While the Company is in the final stages of its year-end audit, the Company is not able to file the Form 10-K because the Company requires additional time to compile information and documents, and the Company’s auditors need additional time to verify the information and documents (related to information that must be included in the Form 10-K). The Company is a smaller reporting company that has been impacted by current global conditions. This has put additional strain on the already limited resources of most small public companies. The Company has a long track record of compliance and is doing everything possible to maintain this track record.

The Company expects to file its Form 10-K as soon as practicable once this information and documents are compiled and verified.

Cautionary Note Regarding Forward-Looking Statements

This Current Report on Form 8-K contains statements that are forward-looking statements within the meaning of the Private Securities Litigation Reform Act of 1995. These forward-looking statements relate to expectations or forecasts for future events, including, without limitation, our future financial or business performance or strategies, results of operations or financial condition. These statements may be preceded by, followed by or include the words “may,” “might,” “should,” “estimate,” “plan,” “project,” “forecast,” “intend,” “expect,” “anticipate,” “believe,” “seek,” “continue,” “target” or similar expressions. These forward-looking statements are based on information available to us as of the date they were made and involve a number of risks and uncertainties which may cause them to turn out to be wrong. Accordingly, forward-looking statements should not be relied upon as representing our views as of any subsequent date, and we do not undertake any obligation to update forward-looking statements to reflect events or circumstances after the date they were made, whether as a result of new information, future events or otherwise, except as may be required under applicable securities laws. As a result of a number of known and unknown risks and uncertainties (which are further disclosed in our periodic reports), as well as the possible impact of the COVID-19 pandemic on our business, employees, consultants, service providers, shareholders, investors and creditors, our actual results or performance may be materially different from those expressed or implied by these forward-looking statements.

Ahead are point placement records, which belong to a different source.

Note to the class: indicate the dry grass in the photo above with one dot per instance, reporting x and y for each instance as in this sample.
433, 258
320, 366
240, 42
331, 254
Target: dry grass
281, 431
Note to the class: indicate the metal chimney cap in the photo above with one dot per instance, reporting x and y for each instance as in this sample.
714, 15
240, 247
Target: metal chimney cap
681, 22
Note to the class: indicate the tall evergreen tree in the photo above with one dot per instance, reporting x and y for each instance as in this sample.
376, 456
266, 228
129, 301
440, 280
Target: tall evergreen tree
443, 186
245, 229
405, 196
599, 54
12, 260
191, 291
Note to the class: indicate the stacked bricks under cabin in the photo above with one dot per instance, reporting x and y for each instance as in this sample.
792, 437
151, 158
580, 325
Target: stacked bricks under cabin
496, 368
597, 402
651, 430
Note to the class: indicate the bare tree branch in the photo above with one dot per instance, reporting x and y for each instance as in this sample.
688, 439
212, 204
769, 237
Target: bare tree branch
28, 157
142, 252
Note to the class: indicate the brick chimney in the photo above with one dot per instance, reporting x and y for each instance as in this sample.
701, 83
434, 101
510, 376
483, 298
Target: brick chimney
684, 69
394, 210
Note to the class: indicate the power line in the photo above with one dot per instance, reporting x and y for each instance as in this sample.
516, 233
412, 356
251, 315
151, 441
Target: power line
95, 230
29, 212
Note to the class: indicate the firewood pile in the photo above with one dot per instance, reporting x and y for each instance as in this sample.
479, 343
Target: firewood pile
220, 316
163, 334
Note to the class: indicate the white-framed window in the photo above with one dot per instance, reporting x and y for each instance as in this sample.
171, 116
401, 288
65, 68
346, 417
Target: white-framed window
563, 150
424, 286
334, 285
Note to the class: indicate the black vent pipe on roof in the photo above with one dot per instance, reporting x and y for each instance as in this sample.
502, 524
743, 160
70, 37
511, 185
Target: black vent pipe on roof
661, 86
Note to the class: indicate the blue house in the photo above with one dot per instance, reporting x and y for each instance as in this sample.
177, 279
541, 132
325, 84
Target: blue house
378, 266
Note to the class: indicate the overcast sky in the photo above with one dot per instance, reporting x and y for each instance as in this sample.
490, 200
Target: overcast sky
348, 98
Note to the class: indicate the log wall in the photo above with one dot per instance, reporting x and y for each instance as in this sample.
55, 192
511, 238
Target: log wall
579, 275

About AMERICAN BIO MEDICA CORPORATION (OTCMKTS:ABMC)

American Bio Medica Corporation develops, manufactures and sells immunoassay tests, primarily for the immediate, point of collection testing (POCT) for drugs of abuse (DOA) in urine and oral fluids. The Company’s DOA POCT products offer employers, law enforcement, government, healthcare and education professionals to identify illicit drug use. In addition to the manufacture and sale of DOA POCT products, the Company provides bulk test strip manufacturing services to unaffiliated third parties on a contract basis. Its Rapid Drug Screen (RDS) is a POCT product that detects the presence or absence of 2 to 10 DOA simultaneously in a single urine specimen. The Rapid ONE product line consists of single drug tests, each of which tests for the presence or absence of a single drug of abuse in a urine specimen. The RDS InCup is a POCT product that detects the presence or absence of 1 to 12 DOA in a single urine specimen. The POCT products for oral fluid-based DOA testing include OralStat.